Cyber Chaos: Could Your Business Survive an M&S-Style Hack?
The recent cyberattack on retail giant Marks & Spencer should serve as a deafening alarm bell to businesses of all sizes. If a company with M&S’s resources and infrastructure can be compromised, what does that mean for the average small or medium-sized enterprise?
Here's how businesses can learn from the M&S breach—and crucial steps to defend themselves in an era where cyber threats are more dangerous and costly than ever.
What Happened to M&S?
In early 2025, Marks & Spencer was hit by a devastating cyberattack, reportedly orchestrated by the ransomware gang Scattered Spider. The breach caused major system outages, disrupted online orders, and is projected to cost the retailer nearly £300 million in lost profits and reputational damage.
The attack targeted third-party suppliers and infiltrated M&S systems through exploited security gaps—an all-too-common weak link in modern supply chains.
What Can Businesses Learn from the M&S Hack?
1. Supply Chain Security Is Non-Negotiable
Many breaches happen indirectly through third-party vendors. Businesses must vet and monitor suppliers’ cybersecurity policies and require compliance with strict security standards.
2. No Business Is Too Big—or Too Small
Thinking your company is "too small to target" is a myth. Hackers frequently target SMEs because they tend to have weaker defenses. If you store data or operate online, you’re a potential target.

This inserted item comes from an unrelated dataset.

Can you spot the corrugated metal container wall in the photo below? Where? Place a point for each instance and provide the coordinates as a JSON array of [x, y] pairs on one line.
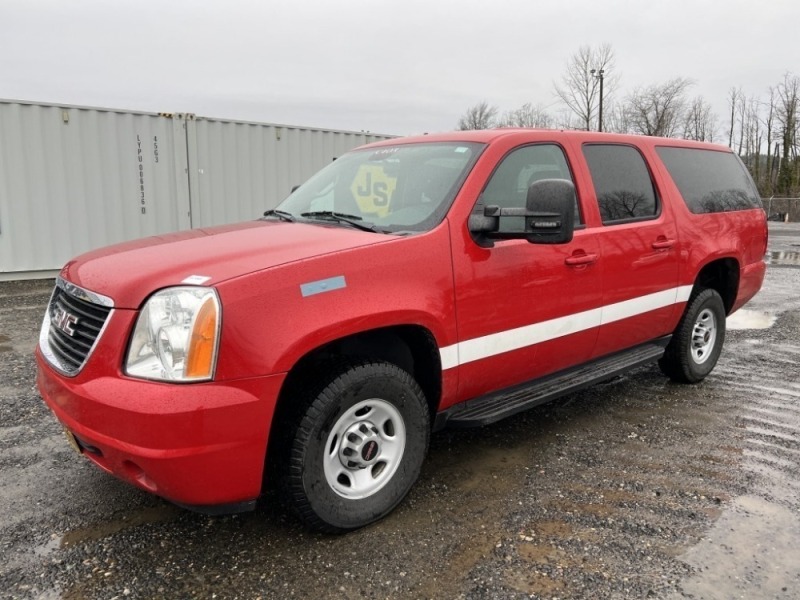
[[240, 169], [76, 178], [72, 179]]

Related: Marks & Spencer Cyberattack: £300 Million Profit Hit
Related: Cyber Attacks Sweep Retail Sector: Harrods Among Latest Victims in Coordinated Campaign
How to Protect Your Business from Cyber Attacks
1. Implement Multi-Factor Authentication (MFA)
MFA adds an extra layer of protection, making it much harder for attackers to gain access to systems—even with stolen passwords.
2. Regularly Update Software
Outdated systems are an open invitation for hackers. Ensure all software, plugins, and firmware are regularly updated and patched.
3. Train Your Staff
Employees are often the weakest link. Offer regular cybersecurity training, teaching them how to spot phishing emails, avoid suspicious downloads, and follow security protocols.
4. Backup Data Frequently
Always maintain secure, off-site backups of all critical data. If ransomware hits, you won’t have to pay to recover what’s already safe.
5. Invest in Cyber Insurance
Consider a cyber liability insurance policy. It won’t prevent a breach, but it can help cover financial losses, legal costs, and damage control efforts.
6. Monitor for Unusual Activity
Install intrusion detection systems and use network monitoring tools to catch suspicious behavior before it escalates.
What Should Companies Do After a Cyberattack?
-
Act fast: Isolate infected systems to prevent spread.
-
Notify affected parties: This builds trust and allows them to protect themselves.
-
Report to authorities: Cooperate with cybercrime units and industry watchdogs.
-
Review and improve protocols: Every breach is a chance to learn.
The M&S Warning Shot
The M&S hack is a stark reminder that cybersecurity is not optional—it’s foundational. Every company, from local coffee shops to national chains, must view cybersecurity as a core business priority.
Because in today’s world, it’s not a question of if you’ll be targeted, but when—and how ready you’ll be when the moment comes.